CompStat: Crime Statistic Tracking

  • Introduction of CompStat, a computerized system for tracking crime rates.

    • Utilizes crime maps to identify high-crime areas.

  • Effects of CompStat on policing practices:

    • Leads to more police presence in identified high-crime areas, which results in higher arrest statistics.

    • Creates a feedback loop: more policing leads to more arrests, which labels the area as higher crime.

Predictive Policing Models

  • Critique on predictive policing:

    • Primarily leads to the repeated criminalization of the same individuals rather than genuine crime prevention.

  • Real-world example: Breonna Taylor's case.

    • Highlights issues with intelligence-based policing decisions leading to tragic outcomes.

    • Issues with “no-knock raids” and discretionary police power.

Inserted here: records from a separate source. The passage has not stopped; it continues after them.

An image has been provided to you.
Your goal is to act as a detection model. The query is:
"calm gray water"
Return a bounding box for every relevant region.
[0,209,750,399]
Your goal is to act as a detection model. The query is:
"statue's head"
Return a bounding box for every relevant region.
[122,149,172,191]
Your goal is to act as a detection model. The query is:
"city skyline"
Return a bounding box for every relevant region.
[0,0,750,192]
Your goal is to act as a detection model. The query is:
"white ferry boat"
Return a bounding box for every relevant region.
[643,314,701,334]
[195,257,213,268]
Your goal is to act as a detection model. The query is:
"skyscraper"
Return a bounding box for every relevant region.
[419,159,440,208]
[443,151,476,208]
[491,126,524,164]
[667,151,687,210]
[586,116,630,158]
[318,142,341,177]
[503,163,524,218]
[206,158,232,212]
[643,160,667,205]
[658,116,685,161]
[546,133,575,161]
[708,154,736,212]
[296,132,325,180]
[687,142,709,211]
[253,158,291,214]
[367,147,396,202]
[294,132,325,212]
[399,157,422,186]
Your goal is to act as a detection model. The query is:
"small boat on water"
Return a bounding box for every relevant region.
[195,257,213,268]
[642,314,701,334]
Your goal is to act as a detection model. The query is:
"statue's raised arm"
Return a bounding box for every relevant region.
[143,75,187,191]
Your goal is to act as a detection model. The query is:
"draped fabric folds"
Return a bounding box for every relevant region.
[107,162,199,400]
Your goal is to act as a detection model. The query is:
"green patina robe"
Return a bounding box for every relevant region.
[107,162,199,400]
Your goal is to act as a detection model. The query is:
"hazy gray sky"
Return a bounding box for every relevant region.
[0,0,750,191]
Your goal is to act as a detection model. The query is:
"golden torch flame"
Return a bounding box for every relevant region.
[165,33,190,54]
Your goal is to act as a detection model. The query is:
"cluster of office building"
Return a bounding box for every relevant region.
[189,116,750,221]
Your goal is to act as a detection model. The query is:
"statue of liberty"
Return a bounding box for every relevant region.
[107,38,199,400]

Challenges and Ethical Considerations

  • Discussion of prevalent arrest quotas and implications for policing practices.

    • Even if unofficial, pressure exists to meet arrest quotas, often targeting racial minorities.

  • Ethical implications of misusing crime data to fuel racial bias.

Community Examples: Eugene, Oregon

  • Example of a different approach to handling non-emergency calls regarding homelessness through the use of social workers instead of police.

    • Efficacy reflected through a lack of fatalities compared to heavily policed areas.

Cook County Court System Overview

  • Description of ethnographic study undertaken in Cook County Court:

    • Extensive observations of courtroom proceedings revealing systemic injustices.

  • Discussion on procedural vs. substantive due process:

    • Definition of procedural due process: legal requirement for fair treatment in the judicial system.

    • Questions surrounding Cook County's adherence to due process principles.

Findings from the Cook County Study

  • An analysis of how individuals are handled in the system, including assembly-line justice mentality.

    • Rights often not clearly communicated to defendants.

    • Many cases treated with lack of genuine judicial process, resulting in a systemic pattern of injustice.

Racial Disparities and Justice

  • Evidence of racial bias in treatment within the courtroom:

    • Disparities in resources available to different racial groups.

  • Cook County's reputation as a hub for false confessions, particularly impacting vulnerable individuals.

Final Thoughts on Justice Reform

  • Need for procedural reform within the judicial system, with focus on fairness over efficiency.

  • The problematic notion of police gathering data with potential biases perpetuated in practice.

  • Essential questioning of what fairness truly looks like in the context of racial inequality within justice.